My goals have been all over the place. In high school I decided I wanted to learn to speak French well enough that I could go to France by myself and fit in. It took me several years beyond high school to make this happen, but eventually it did. One time, I decided I wanted to get strong enough to bench press my body weight. I told myself that if I could do it, I’d get a tattoo. I did, and I did.
There have been plenty of instances of failure in the goal achieving department. I have yet to knit a complete blanket, and there’s that dissertation that’s missing a few chapters. The thing about even these unrealized goals, though, is that by staking a claim in my consciousness and my day-to-day life, they’ve made possible some of the most meaningful experiences I’ve ever had.
I mention all of this for obvious reasons. I don’t usually make resolutions, but I do like to begin the year with a sense of where I want to direct my attention. This year, one of the things I’ve decided to do is participate in the #spin15aday2018challenge.
Knitting just is. It happens regardless. Sometimes, I might have a goal of tackling a particular technique or completing a special project (looking at you here, blanket), but I don’t need extra motivation to knit any more than I do to breathe.
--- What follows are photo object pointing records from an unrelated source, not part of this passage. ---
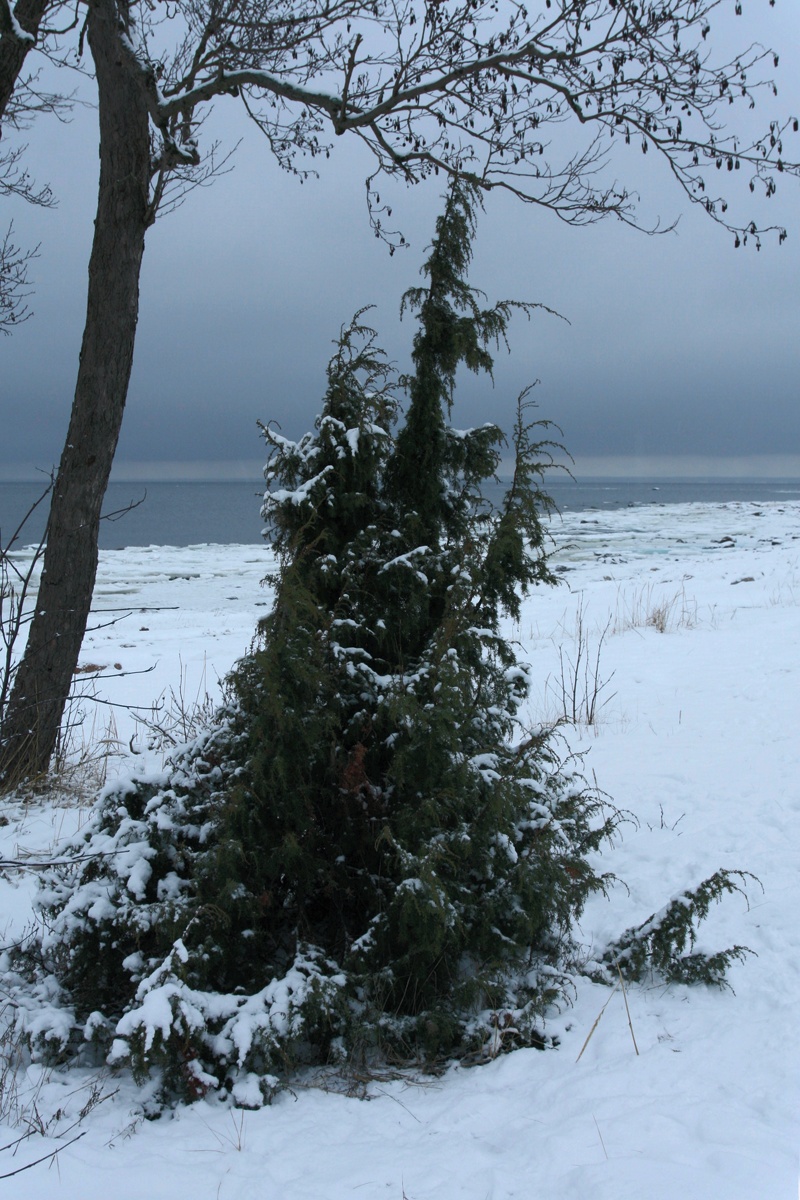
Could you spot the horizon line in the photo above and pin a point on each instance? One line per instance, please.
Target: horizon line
(584, 467)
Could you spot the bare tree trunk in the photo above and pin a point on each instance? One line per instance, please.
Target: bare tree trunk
(42, 683)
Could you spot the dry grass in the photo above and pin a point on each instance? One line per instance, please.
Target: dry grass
(647, 609)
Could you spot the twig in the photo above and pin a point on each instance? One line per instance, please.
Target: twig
(630, 1024)
(596, 1024)
(44, 1157)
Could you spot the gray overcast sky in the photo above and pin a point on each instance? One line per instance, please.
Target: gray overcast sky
(678, 346)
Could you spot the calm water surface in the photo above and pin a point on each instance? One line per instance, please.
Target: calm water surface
(190, 514)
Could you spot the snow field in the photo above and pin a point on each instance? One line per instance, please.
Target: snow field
(699, 741)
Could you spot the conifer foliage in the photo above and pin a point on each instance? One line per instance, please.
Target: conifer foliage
(366, 857)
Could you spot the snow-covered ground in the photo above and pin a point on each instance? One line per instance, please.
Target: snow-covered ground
(697, 733)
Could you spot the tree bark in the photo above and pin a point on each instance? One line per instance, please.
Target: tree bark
(42, 683)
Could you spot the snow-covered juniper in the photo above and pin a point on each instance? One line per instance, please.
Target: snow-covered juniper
(366, 857)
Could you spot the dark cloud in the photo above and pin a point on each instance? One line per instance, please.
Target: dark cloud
(677, 345)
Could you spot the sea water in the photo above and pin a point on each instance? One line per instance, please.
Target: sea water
(179, 514)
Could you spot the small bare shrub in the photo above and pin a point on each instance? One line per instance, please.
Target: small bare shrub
(644, 610)
(579, 689)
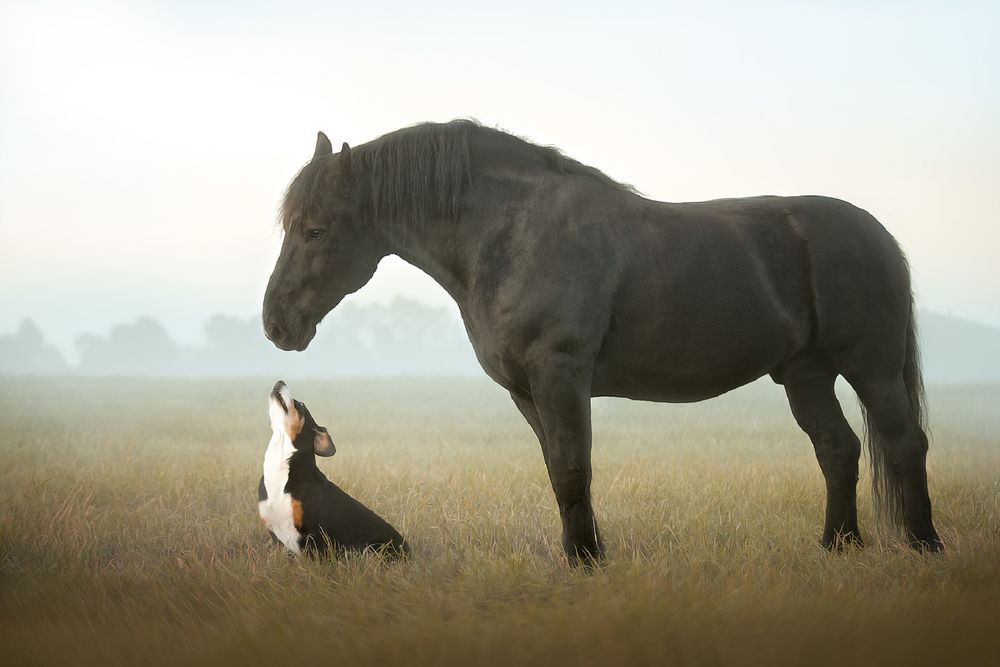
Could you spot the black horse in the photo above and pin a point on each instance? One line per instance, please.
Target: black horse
(571, 285)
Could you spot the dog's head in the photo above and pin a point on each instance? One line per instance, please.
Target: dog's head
(292, 419)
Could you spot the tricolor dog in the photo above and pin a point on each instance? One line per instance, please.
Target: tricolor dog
(298, 504)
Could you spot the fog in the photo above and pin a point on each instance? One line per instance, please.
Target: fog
(145, 146)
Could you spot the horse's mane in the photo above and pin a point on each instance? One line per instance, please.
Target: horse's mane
(420, 172)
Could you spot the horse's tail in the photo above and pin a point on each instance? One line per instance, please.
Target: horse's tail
(887, 491)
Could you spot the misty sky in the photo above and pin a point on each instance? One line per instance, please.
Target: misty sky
(144, 146)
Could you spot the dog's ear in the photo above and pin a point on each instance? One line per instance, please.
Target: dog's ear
(323, 443)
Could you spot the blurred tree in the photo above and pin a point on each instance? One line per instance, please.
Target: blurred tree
(26, 352)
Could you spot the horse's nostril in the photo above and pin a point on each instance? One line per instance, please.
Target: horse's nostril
(273, 330)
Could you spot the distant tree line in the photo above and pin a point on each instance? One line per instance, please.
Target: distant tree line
(402, 338)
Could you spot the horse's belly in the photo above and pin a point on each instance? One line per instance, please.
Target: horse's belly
(672, 360)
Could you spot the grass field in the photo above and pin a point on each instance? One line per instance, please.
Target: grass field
(129, 534)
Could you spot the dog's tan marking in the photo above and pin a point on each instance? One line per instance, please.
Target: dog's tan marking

Spinning is different, though. I enjoy it immensely, and actually knitting with my own handspun . . . Well, that was transformative. The thing is, I tend to get caught up in the particulars. I worry that my yarn isn’t consistent, that the twist of the singles isn’t right for the twist of the ply, that my prep is incomplete or downright wrong, that I’m not treating the fiber in the way it wants to be treated. I’ve vowed to let my hands take over and do it by feel. I’ve also tried measuring every possible variable. Neither approach has felt right enough to be completely satisfying. So, I spin in fits and starts.
About ten thousand people on instagram, apparently.
But anyway . . .
This challenge is a wonderful thing. Many, many of the instagram pics feature dazzling work. There is also quite a community that has developed around the idea. A lot of those who participate are doing the January #wemakeyarn challenge, created by @ThreeWatersFarm and @KnittingSarah. Posters respond to prompts related to their fiber lives with both photos and explanations. The insight this is offering into spinners’ minds and habits is incredible. File it under “feeding the soul,” people. Seriously, follow that hashtag! You won’t be sorry.
But I digress . . . I have committed to trying to spin for at least 15 minutes every day in 2018. It’s been five days, and I’m already a changed spinner. No kidding. This post is getting long, so I won’t go into all of the particulars, but at least this time, with this fiber, I was able to hear it tell me what it wants to be. I had it all wrong initially. Wrong spindle, wrong gauge, all of it. In fifteen minutes a day, with no goal other than spinning fiber for a short time, I learned that I haven’t been listening. I’m starting to think that with spinning, my goal should simply be to spin, at least for now, and see what happens.
These lines from T. S. Eliot’s Little Gidding keep going through my head:
You are not here to verify,Instruct yourself, or inform curiosityOr carry report. You are here to kneelWhere prayer has been valid.
I wonder if sometimes simply showing up where good things have happened before is enough of a goal. I’ll keep you posted.